Later as I got more advanced, that number increased to as much as 120 spools at
once. It was simple and inexpensive, and used in homes within the putting-out
system. It was important because along with Arkwrights water frame, it
revolutionized the textile industry. It made production skyrocket and allowed
people to be able to afford cotton, and made cotton weavers wealthier. It will lead to
factory development.
James Watt
James Watt was a Scottish inventor and mechanical engineer who made
improvements to the Newcomen steam engine. They changes were fundamental to
the changes brought by the Industrial Revolution in Britain and the rest of the
world. Thomas Newcomen invented the Newcomen steam engine in 1712. It was the
first practical device to harness the power of steam to produce mechanical work. In
1769, Watt perfected it by adding a separate condenser, which would in turn reduce
the engines waste of energy.
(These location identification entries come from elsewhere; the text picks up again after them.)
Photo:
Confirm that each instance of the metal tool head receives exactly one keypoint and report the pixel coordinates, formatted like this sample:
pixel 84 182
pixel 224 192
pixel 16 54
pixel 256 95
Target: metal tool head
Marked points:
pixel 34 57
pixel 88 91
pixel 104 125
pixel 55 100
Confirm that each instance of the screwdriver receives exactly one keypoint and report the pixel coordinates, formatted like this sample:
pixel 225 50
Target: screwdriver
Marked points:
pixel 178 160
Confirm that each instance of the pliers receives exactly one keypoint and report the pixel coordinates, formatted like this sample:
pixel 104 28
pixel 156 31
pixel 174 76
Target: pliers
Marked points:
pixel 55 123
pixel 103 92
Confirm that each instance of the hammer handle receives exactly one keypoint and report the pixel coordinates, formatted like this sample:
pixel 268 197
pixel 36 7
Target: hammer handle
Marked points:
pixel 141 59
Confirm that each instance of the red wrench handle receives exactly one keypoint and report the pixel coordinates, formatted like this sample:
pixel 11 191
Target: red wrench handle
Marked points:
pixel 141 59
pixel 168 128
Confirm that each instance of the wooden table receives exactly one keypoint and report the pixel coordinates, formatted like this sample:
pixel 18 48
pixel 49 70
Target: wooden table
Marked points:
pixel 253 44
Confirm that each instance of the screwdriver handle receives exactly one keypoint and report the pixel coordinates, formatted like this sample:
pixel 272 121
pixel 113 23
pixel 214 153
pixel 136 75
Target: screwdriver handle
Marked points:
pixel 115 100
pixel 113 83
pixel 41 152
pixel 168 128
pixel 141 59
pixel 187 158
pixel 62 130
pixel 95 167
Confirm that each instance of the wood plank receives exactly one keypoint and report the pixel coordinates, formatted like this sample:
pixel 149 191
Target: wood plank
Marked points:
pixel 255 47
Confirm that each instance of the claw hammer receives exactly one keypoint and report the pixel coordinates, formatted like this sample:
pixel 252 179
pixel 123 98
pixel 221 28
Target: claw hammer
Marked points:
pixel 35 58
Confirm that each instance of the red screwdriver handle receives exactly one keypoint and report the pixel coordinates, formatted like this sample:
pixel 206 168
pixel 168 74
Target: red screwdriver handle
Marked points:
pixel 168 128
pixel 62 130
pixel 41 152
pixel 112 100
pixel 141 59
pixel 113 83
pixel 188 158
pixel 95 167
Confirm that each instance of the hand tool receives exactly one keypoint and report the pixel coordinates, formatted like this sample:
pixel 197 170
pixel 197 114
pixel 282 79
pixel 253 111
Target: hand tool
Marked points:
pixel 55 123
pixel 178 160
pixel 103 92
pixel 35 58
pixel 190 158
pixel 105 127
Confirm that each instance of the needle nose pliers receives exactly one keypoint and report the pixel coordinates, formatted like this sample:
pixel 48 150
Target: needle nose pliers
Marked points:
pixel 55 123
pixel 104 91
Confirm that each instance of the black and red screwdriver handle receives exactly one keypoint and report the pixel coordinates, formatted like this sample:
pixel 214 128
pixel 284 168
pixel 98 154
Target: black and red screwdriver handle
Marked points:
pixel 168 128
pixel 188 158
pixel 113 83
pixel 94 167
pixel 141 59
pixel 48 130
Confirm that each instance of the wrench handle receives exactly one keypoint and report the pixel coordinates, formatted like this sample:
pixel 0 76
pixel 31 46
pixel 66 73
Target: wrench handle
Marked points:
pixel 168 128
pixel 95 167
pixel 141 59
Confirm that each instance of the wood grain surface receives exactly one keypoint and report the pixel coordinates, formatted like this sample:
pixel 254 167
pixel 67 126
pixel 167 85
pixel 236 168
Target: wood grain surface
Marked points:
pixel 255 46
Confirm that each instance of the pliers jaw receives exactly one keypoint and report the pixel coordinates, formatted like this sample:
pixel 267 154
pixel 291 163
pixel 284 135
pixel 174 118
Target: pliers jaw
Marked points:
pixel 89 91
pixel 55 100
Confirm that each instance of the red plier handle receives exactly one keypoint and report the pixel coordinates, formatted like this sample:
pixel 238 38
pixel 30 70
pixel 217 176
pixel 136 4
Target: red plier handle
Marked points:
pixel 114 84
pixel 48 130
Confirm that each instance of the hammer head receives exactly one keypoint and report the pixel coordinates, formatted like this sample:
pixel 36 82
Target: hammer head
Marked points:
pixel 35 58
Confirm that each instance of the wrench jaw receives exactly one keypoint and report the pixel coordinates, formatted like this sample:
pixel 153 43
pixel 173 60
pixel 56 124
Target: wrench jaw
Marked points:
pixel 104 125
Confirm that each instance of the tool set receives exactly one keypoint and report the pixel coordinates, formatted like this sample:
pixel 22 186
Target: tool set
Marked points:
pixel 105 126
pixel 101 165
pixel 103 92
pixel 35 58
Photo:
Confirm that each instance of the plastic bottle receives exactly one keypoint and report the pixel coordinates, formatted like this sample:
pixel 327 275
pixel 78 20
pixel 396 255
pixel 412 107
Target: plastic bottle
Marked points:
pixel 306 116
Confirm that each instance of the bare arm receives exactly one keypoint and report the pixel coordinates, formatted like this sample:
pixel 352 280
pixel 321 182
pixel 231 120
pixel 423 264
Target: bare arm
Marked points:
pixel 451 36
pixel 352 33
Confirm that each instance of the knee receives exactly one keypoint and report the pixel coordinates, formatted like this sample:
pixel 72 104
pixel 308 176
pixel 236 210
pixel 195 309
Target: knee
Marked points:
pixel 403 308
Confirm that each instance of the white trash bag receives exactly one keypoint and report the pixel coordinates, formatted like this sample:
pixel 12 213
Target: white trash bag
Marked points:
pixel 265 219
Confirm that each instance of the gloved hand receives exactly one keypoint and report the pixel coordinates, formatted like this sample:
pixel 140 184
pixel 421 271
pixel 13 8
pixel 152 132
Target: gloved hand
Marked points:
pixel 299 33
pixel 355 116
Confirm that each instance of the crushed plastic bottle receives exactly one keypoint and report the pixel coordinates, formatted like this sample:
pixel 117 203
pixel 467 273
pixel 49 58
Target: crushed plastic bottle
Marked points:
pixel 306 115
To help ensure the success of his correction outside
the laboratory, he employed skilled workers and partnered with a wealthy English
toymaker, which provided risk capital and a manufacturing plant. This is important
because for the first time, humanity had almost unlimited power at its disposal. He
is important because he showed that to be successful in industry, one must invest
smart, employ skilled tradesmen, and manage efficiently because it was not an easy
or quick process. With this considered, he perfected the steam engine, even though
he didnt invent it. After its fix-up, the steam engine was quickly put to use, draining
mines and made possible the production of even more coal to feed steam engines
elsewhere. It started to replace cotton-spinning mills during the 1780s.
Robert Owen
Robert Owen was a Welsh social reformer and manufacturer who was one of the
founders of utopian socialism and the cooperative movement. His philosophy was
based on three intellectual pillars: 1. No one was responsible for his will and his own
actions because his whole character is formed independently of himself; 2. All
religions are based on the same ridiculous imagination that make man a weak,
imbecile animal; a furious bigot and fanatic; or a miserable hypocrite; 3. Support for
the putting-out system instead of the factory system. In 1816, he began his testify
against child labor in Great Britain. He said employing children under ten was
injurious to the child and not beneficial to the proprietors. He rose the age of
employment in his mills and promoted education for young children. His work
helped lead to the Factory Act of 1833, which limited the hours that children could
work. It also outlawed the employment of children under nine in the textile
industry, forbade the working of children under eighteen at night, and provided for
routine inspections of factories. This act led to the decline of employment in
children, and broke the pattern of whole families working together in the factory. He
is important because he used his reputable status as a successful businessman to
prove the consequences of child labor.
Friedrich Engels
Engels was a German-English industrialist, social scientist, political theorist, and
philosopher. After studying conditions in northern England, Engels, at the time a
young, middle-class German published The Condition of the Working Class in England
in 1844. It was a blistering indictment of the middle classes. He said, I charge the
English middle classes with mass murder, wholesale robbery, and all the other
crimes in the calendar. Karl Marx and later socialists embellished his influential
view of middle-class exploitation and increasing working poverty. He also was a
father of the Marxist theory, alongside Karl Marx himself. He helped him write The
Communist Manifesto in 1848. Marxism is an economic and sociopolitical worldview
and method of socioeconomic inquiry that centers upon a materialist interpretation
of history, a dialectical view of social change, and an analysis and critique of the
development of capitalism. Other works that Engels helped Marx on were Das
Kapital and Theories of Surplus Value. He is important because he was against the
move to industrialize, saying it exploited the middle class and capitalism corrupted
society. He showed that not everyone was for industrialization. Most importantly, he
influenced Karl Marx in his socialist ways.